Limitation 1: Video models show extremely low success rates in state evolution under observation control, indicating significant deficiencies in handling observation interruptions.
Limitation 2: Camera-controlled models exhibit a strong bias towards static scenes, leading to poor performance in dynamic processes.
Limitation 3: Memory modules fail to effectively decouple state evolution from observation, exacerbating the bias towards static scenes.

Future Work

Future research can explore new architectural designs to better support state evolution during observation interruptions. Additionally, developing new datasets and training strategies to reduce models' bias towards static scenes is an important direction.

AI Executive Summary

In the realm of artificial intelligence research, video world models are employed to generate visual worlds by synthesizing image frames to simulate changes in objects and properties. However, whether these models can continue evolving the world state during observation interruptions remains an unresolved question. To explore this, researchers have designed a benchmark called STEVO-Bench to evaluate video world models' ability to evolve state during observation interruptions.

STEVO-Bench applies observation control by inserting occluders, turning off lights, or specifying camera 'lookaway' trajectories. By comparing model performance with and without camera control, researchers have uncovered the limitations of current video world models in decoupling state evolution from observation. Experimental results show that video models have less than a 10% success rate in state evolution under observation control, while camera-controlled models almost never succeed in state evolution tasks.

This finding indicates significant deficiencies in current video world models when handling observation interruptions, especially in generating larger-scale world models and supporting longer-horizon interactions.

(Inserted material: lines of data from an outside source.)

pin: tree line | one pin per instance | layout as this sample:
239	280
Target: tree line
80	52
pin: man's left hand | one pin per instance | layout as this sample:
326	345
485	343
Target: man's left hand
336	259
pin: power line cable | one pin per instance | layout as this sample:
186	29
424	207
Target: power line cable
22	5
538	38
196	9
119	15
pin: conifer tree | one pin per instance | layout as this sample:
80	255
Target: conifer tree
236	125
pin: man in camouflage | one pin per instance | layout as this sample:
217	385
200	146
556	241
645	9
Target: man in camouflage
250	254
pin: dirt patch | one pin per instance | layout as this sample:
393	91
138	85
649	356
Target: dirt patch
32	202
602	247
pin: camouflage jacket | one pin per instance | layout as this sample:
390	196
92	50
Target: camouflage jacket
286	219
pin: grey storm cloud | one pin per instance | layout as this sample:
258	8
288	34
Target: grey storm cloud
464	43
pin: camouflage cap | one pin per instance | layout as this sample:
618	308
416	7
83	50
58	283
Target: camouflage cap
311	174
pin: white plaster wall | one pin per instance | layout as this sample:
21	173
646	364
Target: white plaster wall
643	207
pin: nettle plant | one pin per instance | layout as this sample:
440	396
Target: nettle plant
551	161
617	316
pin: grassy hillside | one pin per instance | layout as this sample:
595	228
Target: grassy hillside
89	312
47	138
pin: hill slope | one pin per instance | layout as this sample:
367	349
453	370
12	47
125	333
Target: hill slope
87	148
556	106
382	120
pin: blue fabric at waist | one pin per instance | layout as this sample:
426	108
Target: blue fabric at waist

STEVO-Bench's evaluation not only covers physical plausibility and coherence but also introduces evaluation of state evolution progress, filling a gap in existing benchmarks.

Furthermore, the study found that memory modules fail to effectively decouple state evolution from observation, exacerbating the bias towards static scenes. This result suggests that future research needs to explore new architectural designs to better support state evolution during observation interruptions.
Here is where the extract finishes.